Cash App now publishes BOM files for Okio, OkHttp, and Wire. To avoid having to manually add a platform dependency on every call sites, as well so that we don’t forget to add it for future ones, we wrote a small snippet which we use in our projects so that platform definitions are automatically added when needed. This also covers dependencies getting pulled in transitively.

allprojects {
  configurations.all {
    dependencies.all {
      val bom = when (group) {
        "com.squareup.okio" -> Dependencies.okioBom
        "com.squareup.okhttp" -> Dependencies.okhttpBom
        "com.squareup.wire" -> Dependencies.wireBom
        else -> return@all
      }
      dependencies.add(project.dependencies.platform(bom))
    }
  }
}

Update 2023.05.12

When upgrading the Gradle plugin, this snippet started throwing exceptions such as java.util.ConcurrentModificationException.

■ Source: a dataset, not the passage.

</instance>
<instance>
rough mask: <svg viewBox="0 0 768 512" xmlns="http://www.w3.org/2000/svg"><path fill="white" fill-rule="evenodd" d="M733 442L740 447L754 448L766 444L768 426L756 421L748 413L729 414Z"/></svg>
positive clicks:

Here’s a new snippet we started to use to work around that:

allprojects {
  configurations.all {
    withDependencies {
      if (any { it.group == "com.squareup.okio" }) {
        add(project.dependencies.platform(Dependencies.okioBom))
      }
      if (any { it.group == "com.squareup.okhttp" }) {
        add(project.dependencies.platform(Dependencies.okhttpBom))
      }
      if (any { it.group == "com.squareup.wire" }) {
        add(project.dependencies.platform(Dependencies.wireBom))
      }
    }
  }
}

BOM files are great; let’s use them!